A recently captured image of a densely populated star cluster confirmed that stars are born in groups of three, four, and five, which aligns with the widely accepted belief in the scientific community. Using the Atacama Large Millimeter/submillimeter Array (ALMA) in Chile, astronomers observed 30 large star-forming regions between 2016 and 2019, revealing that a protocluster named G333.23-0.06 is giving birth to multiple star systems including four binaries, a triplet, a quadruple, and a quintuple system. These findings were published in the journal Nature Astronomy on Jan. 15 and support long-held star formation models.
The study’s co-author Henrik Beuther of the Max Planck Institute for Astronomy (MPIA) in Germany expressed excitement over the detailed examination of the diverse array of multiple star systems in a massive star formation region. Observational evidence for such multiple star births has been challenging to obtain due to the dust-rich nature of stellar nurseries, making imaging difficult. However, the ALMA observations provided evidence for a specific scenario for high-mass star formation. Prior to these results, isolated multiple star systems had been observed within clusters but not to the extent predicted by simulations.

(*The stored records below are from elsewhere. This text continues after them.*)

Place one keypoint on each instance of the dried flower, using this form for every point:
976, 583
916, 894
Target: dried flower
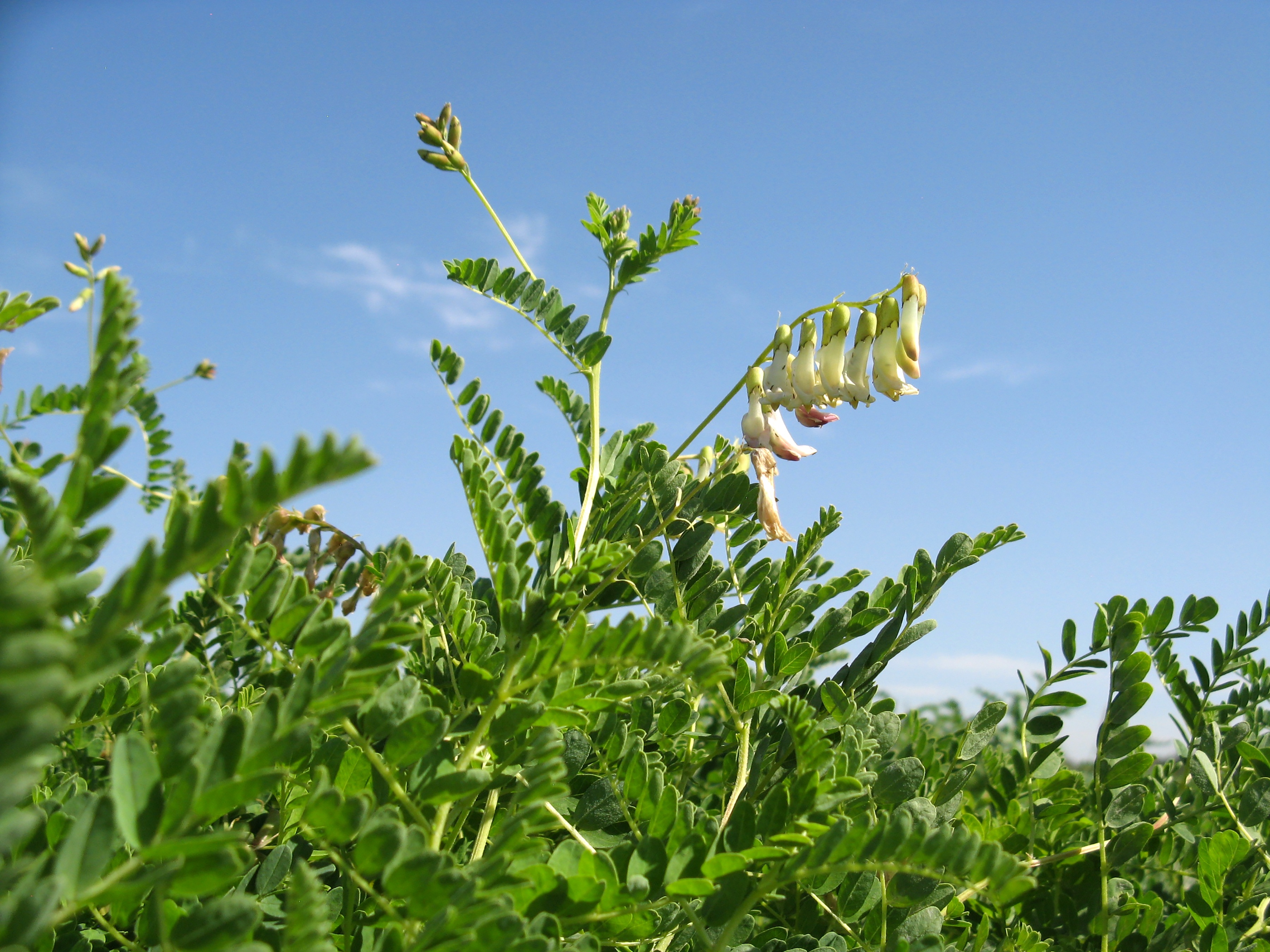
834, 355
776, 379
765, 471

The ALMA effectively used 66 radio antennas as one large radio telescope to capture images of the newly discovered stellar cluster, which spans a size of 0.62 by 0.78 light-years. The visibility through the dusty clouds allowed astronomers to examine the cluster in detail. While the early results on G333.23-0.06 do not provide much insight into the behavior of its stellar residents, it is known that the orbits and evolution of stars in densely packed environments are influenced by gravitational interactions with their celestial neighbors. Furthermore, multiple-star systems are known to support planets, including those in potentially habitable zones.
The ALMA images also indicated that the young stars in G333.23-0.06 lack disks of dust and gas around them, suggesting that they are forming through a hierarchical process known as “core fragmentation.” This process involves large gas clouds contracting into dense cores, within which smaller regions collapse into groups of stars. Some stars formed in this way may become significantly more massive than the sun.
Lead author Shanghuo Li from MPIA stated that their observations indicate that the formation of multiple stars occurs early in the collapsing cloud, but further analyses of approximately 50 other star clusters are needed to confirm this. These analyses will provide answers regarding the early stages of multiple star formation.